Posted by arbrealettres sur 19 mars 2020



Illustration: Josephine Wall 
    
Qui

Dans le bleu du ciel, dans le vert des forêts,
quelle main a peint ces rayons de lumière ?
Quand les vents dormaient encore au sein du firmament,
qui les éveilla et leur ordonna de souffler ?

Perdu dans le coeur, dans la caverne de la Nature,
retrouvé dans le cerveau, Il bâtit la pensée ;
tissé dans le dessin et dans l’éclat des fleurs,
saisi dans le réseau lumineux des astres,

Il est la force d’un homme, la beauté d’une femme,
le rire d’un garçon, l’émoi d’une fille ;
et Sa main qui fit tournoyer Jupiter dans le ciel
met tout son art à façonner une boucle.

Tels sont Ses oeuvres et Ses voiles et Ses ombres ;
mais Lui, où est-Il donc ? Par quel nom Le connaître ?
Est-il Brahma ou Vishnu ? Homme ou femme ?
Avec ou sans corps ? Double ou unique ?

Nous aimons un jeune garçon au teint sombre et radieux,
une femme, redoutable et nue, est notre souveraine.
Nous L’avons vu méditer sur la neige des montagnes,
nous L’avons vu à l’oeuvre au coeur des sphères.

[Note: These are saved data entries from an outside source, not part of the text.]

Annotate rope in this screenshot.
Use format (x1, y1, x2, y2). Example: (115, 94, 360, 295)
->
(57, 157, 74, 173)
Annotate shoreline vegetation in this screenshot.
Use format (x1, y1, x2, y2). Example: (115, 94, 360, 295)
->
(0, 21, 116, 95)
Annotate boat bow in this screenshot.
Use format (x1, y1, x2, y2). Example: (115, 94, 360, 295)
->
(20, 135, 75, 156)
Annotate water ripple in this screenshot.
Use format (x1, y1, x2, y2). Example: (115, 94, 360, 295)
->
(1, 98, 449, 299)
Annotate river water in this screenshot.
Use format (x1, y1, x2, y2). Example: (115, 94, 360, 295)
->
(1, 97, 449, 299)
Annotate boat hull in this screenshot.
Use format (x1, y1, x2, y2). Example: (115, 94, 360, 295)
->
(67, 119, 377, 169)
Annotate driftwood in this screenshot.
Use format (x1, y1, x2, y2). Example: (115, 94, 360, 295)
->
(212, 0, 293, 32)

Au monde entier nous dirons Ses voies et Son art ;
Il sent l’extase de la torture, de la passion, de la douleur ;
Il jouit de notre chagrin et fait couler nos larmes,
puis à nouveau nous séduit par Sa joie et Sa beauté.

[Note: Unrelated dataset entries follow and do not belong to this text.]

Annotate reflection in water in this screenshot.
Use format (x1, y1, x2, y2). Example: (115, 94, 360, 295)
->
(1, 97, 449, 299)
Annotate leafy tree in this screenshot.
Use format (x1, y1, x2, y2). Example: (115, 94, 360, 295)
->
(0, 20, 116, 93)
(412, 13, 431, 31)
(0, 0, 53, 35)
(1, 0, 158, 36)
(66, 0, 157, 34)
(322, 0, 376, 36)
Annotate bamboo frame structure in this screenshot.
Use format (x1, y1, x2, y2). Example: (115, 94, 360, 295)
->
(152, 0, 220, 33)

Toute musique n’est que le son de Son rire,
toute beauté le sourire de Sa béatitude passionnée ;
nos vies sont les battements de Son coeur, notre extase les noces
de Râdhâ et Krishna, et notre amour leur baiser.

Sa force retentit dans la sonnerie des trompettes,
c’est Lui qui roule dans le char, qui frappe dans le combat ;
Il tue sans compter et Il est plein de compassion ;
Il combat pour le monde jusqu’à la fin des temps.

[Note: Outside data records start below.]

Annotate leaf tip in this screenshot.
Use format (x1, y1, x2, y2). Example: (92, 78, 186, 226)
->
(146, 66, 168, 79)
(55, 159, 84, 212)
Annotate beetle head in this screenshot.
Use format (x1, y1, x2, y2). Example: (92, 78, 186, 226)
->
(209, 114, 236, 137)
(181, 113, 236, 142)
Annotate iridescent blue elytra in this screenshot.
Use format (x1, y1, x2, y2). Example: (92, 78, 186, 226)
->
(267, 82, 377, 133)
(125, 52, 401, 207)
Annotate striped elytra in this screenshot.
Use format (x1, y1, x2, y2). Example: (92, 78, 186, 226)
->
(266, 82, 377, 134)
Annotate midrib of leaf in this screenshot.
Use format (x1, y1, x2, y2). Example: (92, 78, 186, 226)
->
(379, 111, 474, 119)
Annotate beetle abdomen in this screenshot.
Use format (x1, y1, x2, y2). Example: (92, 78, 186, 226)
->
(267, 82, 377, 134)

Dans la ruée des mondes, dans la houle des âges,
ineffable, puissant, majestueux et pur,
par-delà le dernier pinacle atteint par le penseur
Il trône en Ses royaumes qui demeurent à jamais.

Maître de l’homme et son éternel Bien-Aimé,
Il est proche de nos coeurs, si seulement nous savions Le voir ;
mais notre orgueil nous aveugle et le faste de nos passions,
nous sommes prisonniers de nos pensées, et nous nous croyons libres.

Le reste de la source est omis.